El nacimiento de un nuevo hijo, como acompañar a nuestro hijo mayor en esta nueva etapa

El nacimiento del segundo hijo puede ser difícil para la madre pues su vínculo con su hijo mayor es muy fuerte y se cuestiona constantemente si será capaz de darle a ambos hijos todo lo que necesitan. Ella sabe que al nacer el bebé su energía física estará casi al completo dedicada a él y que el hijo mayor se tendrá que adaptar a esta nueva situación y que puede sentirse desplazado. Esto puede ser muy doloroso y hasta confuso pues por un lado se siente feliz y emocionada por el nuevo bebé que viene y por otro triste por el dolor que piensa sentirá el hijo mayor.
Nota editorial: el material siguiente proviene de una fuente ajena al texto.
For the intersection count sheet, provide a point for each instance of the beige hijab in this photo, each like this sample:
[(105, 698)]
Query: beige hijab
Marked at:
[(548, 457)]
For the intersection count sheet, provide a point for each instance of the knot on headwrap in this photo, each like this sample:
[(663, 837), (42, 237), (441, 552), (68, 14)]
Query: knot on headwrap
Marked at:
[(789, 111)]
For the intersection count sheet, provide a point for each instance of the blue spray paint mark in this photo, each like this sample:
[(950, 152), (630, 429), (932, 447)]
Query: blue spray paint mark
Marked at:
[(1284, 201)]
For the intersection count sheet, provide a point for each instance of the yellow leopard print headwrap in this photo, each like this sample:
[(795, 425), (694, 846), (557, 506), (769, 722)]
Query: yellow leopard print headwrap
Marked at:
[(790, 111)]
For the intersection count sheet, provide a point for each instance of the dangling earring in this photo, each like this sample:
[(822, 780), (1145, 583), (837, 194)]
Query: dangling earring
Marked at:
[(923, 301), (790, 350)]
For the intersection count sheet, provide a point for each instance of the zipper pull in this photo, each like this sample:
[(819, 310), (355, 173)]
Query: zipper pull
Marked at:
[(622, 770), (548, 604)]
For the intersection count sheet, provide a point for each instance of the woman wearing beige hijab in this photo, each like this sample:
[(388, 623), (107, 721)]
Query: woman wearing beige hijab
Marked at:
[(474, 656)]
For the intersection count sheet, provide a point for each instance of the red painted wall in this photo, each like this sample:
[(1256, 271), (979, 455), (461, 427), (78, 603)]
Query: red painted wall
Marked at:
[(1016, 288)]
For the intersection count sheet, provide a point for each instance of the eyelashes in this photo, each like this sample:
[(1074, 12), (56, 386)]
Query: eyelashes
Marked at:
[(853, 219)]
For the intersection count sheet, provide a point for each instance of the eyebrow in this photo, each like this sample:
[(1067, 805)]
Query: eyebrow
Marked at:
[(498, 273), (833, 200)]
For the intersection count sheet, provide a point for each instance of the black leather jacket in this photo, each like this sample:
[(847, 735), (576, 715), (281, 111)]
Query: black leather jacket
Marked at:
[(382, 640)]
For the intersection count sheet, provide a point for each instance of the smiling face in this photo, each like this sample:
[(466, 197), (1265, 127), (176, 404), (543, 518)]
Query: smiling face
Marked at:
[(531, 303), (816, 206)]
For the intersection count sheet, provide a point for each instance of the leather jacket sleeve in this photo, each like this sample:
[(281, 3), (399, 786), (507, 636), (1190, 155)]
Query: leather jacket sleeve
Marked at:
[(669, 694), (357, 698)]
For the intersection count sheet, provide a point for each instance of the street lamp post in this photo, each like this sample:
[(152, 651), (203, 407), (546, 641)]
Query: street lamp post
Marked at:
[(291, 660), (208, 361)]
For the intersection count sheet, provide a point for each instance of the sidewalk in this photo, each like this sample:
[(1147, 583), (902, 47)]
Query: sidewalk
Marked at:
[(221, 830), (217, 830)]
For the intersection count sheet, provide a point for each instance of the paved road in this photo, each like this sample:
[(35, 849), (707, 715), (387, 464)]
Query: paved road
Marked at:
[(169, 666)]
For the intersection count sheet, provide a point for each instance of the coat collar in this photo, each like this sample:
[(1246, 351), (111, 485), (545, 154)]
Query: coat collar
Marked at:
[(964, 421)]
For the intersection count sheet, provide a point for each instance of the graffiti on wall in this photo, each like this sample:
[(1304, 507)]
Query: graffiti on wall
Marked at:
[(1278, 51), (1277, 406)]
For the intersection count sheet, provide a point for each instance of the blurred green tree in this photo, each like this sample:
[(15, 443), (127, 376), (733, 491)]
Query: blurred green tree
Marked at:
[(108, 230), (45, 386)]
El padre también está descolocado pues hasta ese momento el referente emocional del hijo mayor ha sido la madre y ahora sabe que le toca a el acompañarlo y proveerle de todo lo que necesita. Muchas veces, en especial con niños menores de 2 años que están aún en un estado de dependencia exclusiva de su madre, la situación se complica pues para el niño es difícil comprender esta situación y puede resistirse a los cuidados de otra persona que no sea su madre.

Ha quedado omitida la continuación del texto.